You will pay top dollar getting parts from sears,i personally will order anything i need off the internet.Plus got some gasket paper and made my own crankshaft gasket,and the gasket between the carb and motor,just use a pen knife.Being that old,it prolly needs all the gaskets replaced.


----------



## NCGreenThumb (Jun 22, 2008)

*Success!*

I got the trimmer running yesterday after fitting a new fuel line. The engine ran surprisingly clean after about 2 minutes and with a nice constant hum, no burping or oscillation. I put 2-cycle oil into the combustion chamber and pulled the starter about a dozen times before fueling to get everything nicely coated. I need to replace the foam air filter and by the looks of what came out, the foam is standard chair cushion. I've got an HVAC air filter that I'm cutting to fit. The threads on the gas cap are warped slightly and the cap screws on crooked. Also, during operation, gas/oil mix was bubbling up through the air hole in the gas cap. I'm thinking the hole in the gas cap is vented for air flow into the tank so I don't think that I can plug it. I'd like to get a more modern vented cap. That may be wishful thinking though. More tweaking to come but so far so good.


----------



## spro745 (May 9, 2008)

A bit of irony here.... My dad bought a killer Sears Brushwacker 38cc machine back in the early 90's. After he was a little too old to use it he gave it to me and I still enjoy using it year after year. That thing is overbuilt by today's standards and a bit heavy for most, but it still runs great. Never been overhauled either. Only a fresh plug, fresh gas/oil and routine maintenance and this thing has hundreds and hundreds of hours on it. I live in NC as well....

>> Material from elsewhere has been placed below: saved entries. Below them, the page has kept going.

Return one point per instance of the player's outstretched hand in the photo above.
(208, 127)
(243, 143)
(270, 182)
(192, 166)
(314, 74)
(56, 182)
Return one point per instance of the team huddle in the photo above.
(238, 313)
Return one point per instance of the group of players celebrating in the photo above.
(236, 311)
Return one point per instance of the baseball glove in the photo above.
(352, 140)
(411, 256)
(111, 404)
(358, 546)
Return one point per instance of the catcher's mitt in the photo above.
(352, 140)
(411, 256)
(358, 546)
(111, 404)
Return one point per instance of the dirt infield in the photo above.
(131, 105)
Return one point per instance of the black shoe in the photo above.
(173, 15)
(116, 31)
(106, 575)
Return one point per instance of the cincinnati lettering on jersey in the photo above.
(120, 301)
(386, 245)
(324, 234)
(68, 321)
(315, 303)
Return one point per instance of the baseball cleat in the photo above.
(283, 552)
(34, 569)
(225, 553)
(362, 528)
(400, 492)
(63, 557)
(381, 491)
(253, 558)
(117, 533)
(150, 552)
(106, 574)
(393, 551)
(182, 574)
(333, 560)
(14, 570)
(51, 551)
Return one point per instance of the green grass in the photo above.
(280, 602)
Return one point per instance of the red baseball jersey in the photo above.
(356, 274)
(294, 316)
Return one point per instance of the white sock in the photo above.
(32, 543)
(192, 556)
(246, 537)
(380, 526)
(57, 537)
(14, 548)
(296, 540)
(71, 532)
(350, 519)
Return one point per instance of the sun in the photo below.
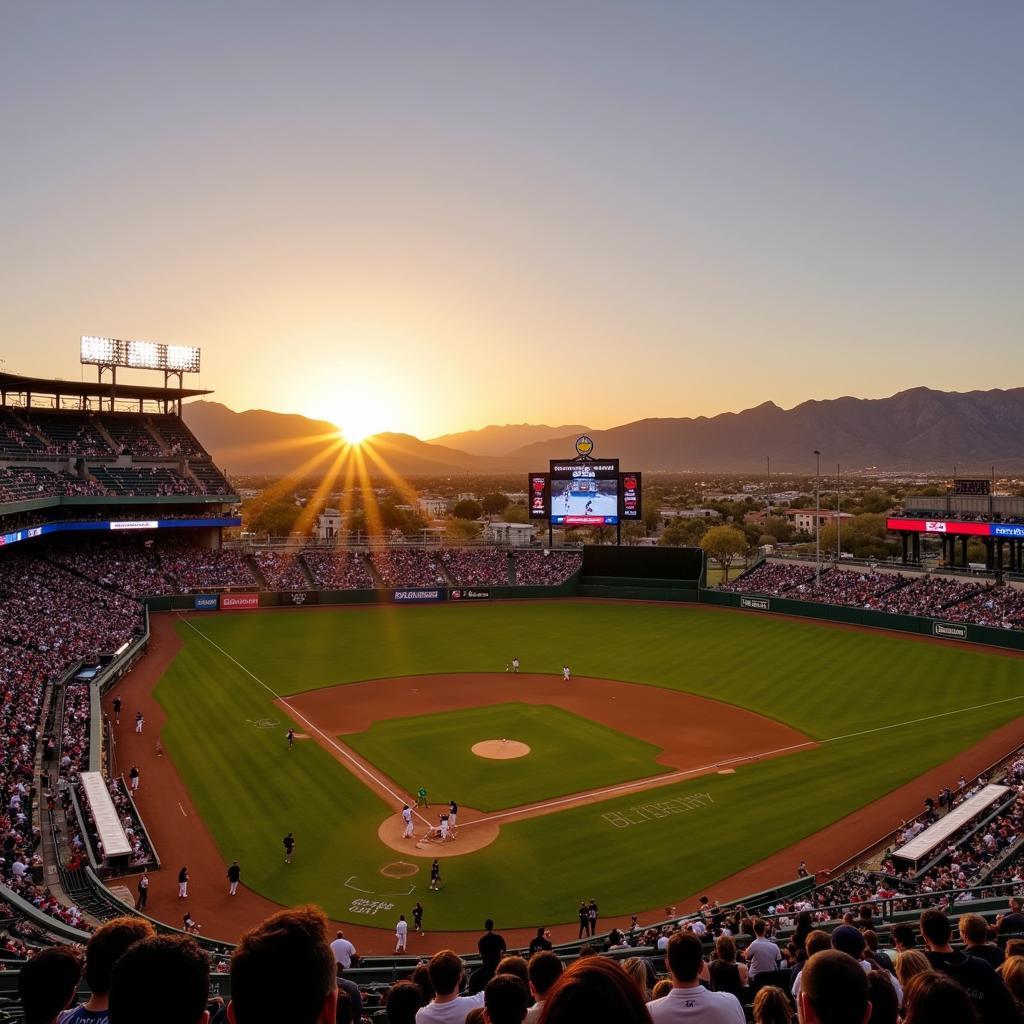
(358, 417)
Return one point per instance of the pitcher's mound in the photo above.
(500, 750)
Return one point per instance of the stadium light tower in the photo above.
(817, 518)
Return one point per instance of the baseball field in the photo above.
(702, 740)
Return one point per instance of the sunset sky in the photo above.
(430, 216)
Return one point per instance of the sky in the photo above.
(431, 216)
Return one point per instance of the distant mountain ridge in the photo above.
(921, 429)
(501, 440)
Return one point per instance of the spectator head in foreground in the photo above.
(683, 957)
(505, 999)
(284, 970)
(885, 1005)
(909, 963)
(595, 990)
(545, 969)
(403, 998)
(771, 1006)
(47, 984)
(161, 980)
(105, 947)
(445, 972)
(834, 990)
(934, 996)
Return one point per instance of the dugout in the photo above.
(654, 573)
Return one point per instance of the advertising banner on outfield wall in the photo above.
(413, 595)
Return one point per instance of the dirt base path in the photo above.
(182, 838)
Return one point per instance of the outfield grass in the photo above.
(828, 682)
(567, 754)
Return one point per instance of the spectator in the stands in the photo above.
(505, 999)
(545, 969)
(105, 947)
(689, 1000)
(1012, 973)
(448, 1007)
(974, 933)
(595, 989)
(835, 990)
(403, 999)
(771, 1006)
(47, 984)
(989, 995)
(882, 995)
(1012, 923)
(935, 996)
(161, 980)
(283, 970)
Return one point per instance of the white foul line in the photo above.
(642, 783)
(302, 718)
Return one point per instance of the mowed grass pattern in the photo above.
(567, 754)
(827, 682)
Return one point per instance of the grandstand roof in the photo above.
(92, 389)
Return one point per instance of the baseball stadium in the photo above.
(582, 744)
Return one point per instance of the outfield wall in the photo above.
(965, 632)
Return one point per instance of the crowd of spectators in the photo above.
(896, 593)
(408, 567)
(337, 569)
(281, 569)
(546, 568)
(476, 566)
(190, 568)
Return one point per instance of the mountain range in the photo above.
(920, 429)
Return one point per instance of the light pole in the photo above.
(839, 522)
(817, 518)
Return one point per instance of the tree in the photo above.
(683, 532)
(516, 513)
(462, 529)
(724, 545)
(467, 509)
(495, 504)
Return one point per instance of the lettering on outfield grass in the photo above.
(656, 809)
(370, 906)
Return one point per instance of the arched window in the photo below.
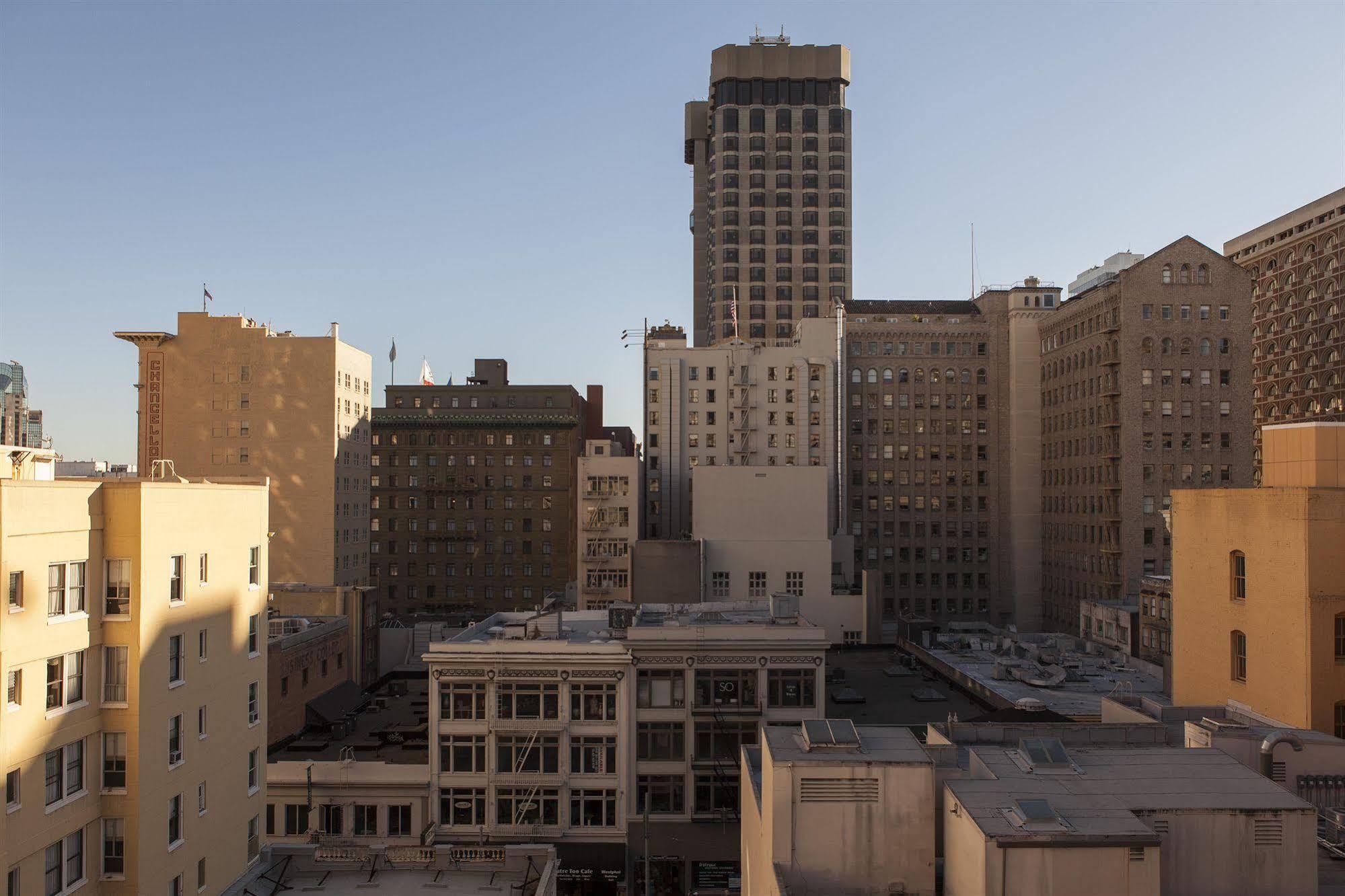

On the air filter...... Mine uses a round donut looking filter, so I made one from a foam insert out of an old RC buggy tire. I cut it to fit and hot glued the ends together and it works great. Keep those old machines running if you can. It's good to keep them alive and saves us money as well. Later!


----------



## mopar4u (Jul 14, 2006)

NCGreenThumb said:


> I got the trimmer running yesterday after fitting a new fuel line. The engine ran surprisingly clean after about 2 minutes and with a nice constant hum, no burping or oscillation. I put 2-cycle oil into the combustion chamber and pulled the starter about a dozen times before fueling to get everything nicely coated. I need to replace the foam air filter and by the looks of what came out, the foam is standard chair cushion. I've got an HVAC air filter that I'm cutting to fit. The threads on the gas cap are warped slightly and the cap screws on crooked. Also, during operation, gas/oil mix was bubbling up through the air hole in the gas cap. I'm thinking the hole in the gas cap is vented for air flow into the tank so I don't think that I can plug it. I'd like to get a more modern vented cap. That may be wishful thinking though. More tweaking to come but so far so good.


FYI
If you need parts for this machine I might have some.


----------



## wiloldmn (Jun 12, 2008)

the fuel caps do ware out... replacements can be obtained at a local parts dealer


----------